Bu çocuk hep böyle miydi? Çocuğu ilk gördüğünde son derece kibar görünüyordu. Şimdi davranışları değişmiş gibi görünüyordu.

Nasıl söyleseydi, kötü enerjiyle mi doluydu?

Öyle olmalı. Davranışlarına bakılırsa, çocuk bir süredir dilencilik yapıyor olmalıydı. Bu dünyada bir dilenciden masumiyet beklemek saflık olurdu.

“Yemek yedin mi?”

“Aç değilim.” Chung Myung ironik bir şekilde samimi davranıyordu. Hua Dağı'nın durumu iştahını kaçırmıştı; buraya bakarken hissettiği boşluğun üstesinden nasıl gelebilirdi ki?

“O zaman beni takip et.”

“Ha?”

“Mezhep lideri seni görmek istiyor.”

“Ah, evet.” Chung Myung başını salladı. Eninde sonunda bunu yapmak zorundaydı; er ya da geç olması daha iyiydi.

Kapı açıldığında yaşlı bir adam sessizce oturuyordu. Chung Myung sarsılmıştı.

“Tarikat lideri” olarak adlandırılmayı kesinlikle hak ediyordu... Qi hissi, bu adamın tüm hayatını buraya adadığına ikna olması için yeterliydi. Ama...
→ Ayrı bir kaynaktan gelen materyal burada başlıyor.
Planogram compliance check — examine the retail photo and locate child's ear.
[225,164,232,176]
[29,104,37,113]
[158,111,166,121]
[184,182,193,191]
Ama ilk konuşacak cesarete sahip değil gibi görünüyor. Bir tarikat lideri olarak hiçbir eksiği yoktu ama Hua Dağı'nın bir savaşçısı olarak eksikleri vardı.

“Selamlar.”

Bu kadar mutsuz bir yer var mı? Chung Myung iç çekti. Yaşadığı onca şeyden sonra, bu mezhep lideri kendi zamanındaki mezhep liderine kıyasla küçük bir çocuk gibi görünüyordu. İşte Erik Çiçeği Kılıcı Azizesi, yeni yürümeye başlayan bir çocuğa selamlarını sunuyordu.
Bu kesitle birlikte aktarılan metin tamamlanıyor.